Dr. Samaneh Moafi is the Senior Researcher at Forensic Architecture, Goldsmiths University of London. She provides conceptual oversight across projects and in particular oversees the Centre for Contemporary Nature (CCN), where new investigative techniques are developed for environmental violence.

Dr Moafi graduated in architecture from the University of Technology, Sydney where she specialised in environmental urbanism in conflict zones. She earned her PhD, from the Architectural Association (AA) School of Architecture with a dissertation on the contemporary history of state initiated mass housing in Iran and the class identities and gender roles it informed. Her articles have appeared at the Architectural Research Quarterly, Journal of Islamic Architecture and the Avery Review among others.

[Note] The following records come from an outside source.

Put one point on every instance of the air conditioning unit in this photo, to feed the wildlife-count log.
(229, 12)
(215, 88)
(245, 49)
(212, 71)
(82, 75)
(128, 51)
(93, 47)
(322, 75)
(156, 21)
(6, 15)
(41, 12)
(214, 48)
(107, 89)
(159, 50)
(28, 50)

She taught at the University of Technology, Sydney, and the Bartlett School at University College, London, and led courses at the Royal College of Arts and the Architectural Association, both also in London. She has lectured at the University of Edinburgh, Newcastle University, the Royal College of Arts, University College, London and the Architectural Association, and internationally at Columbia University (US), Purdue University (US), Piet Zwart Institute (Netherlands), École Nationale Supérieure d'Architecture de Versailles (France), Kuwait University, and the University of Technology, Sydney (Australia).

Her work has been exhibited globally in forums such as the Manchester International Festival (2021), Storefront for Art and Architecture (2020), Sharjah Architecture Triennial (2019), Tate Britain (2018), MACBA (2017), Venice Architecture Biennale (2016) and Gwangju Biennale (2013).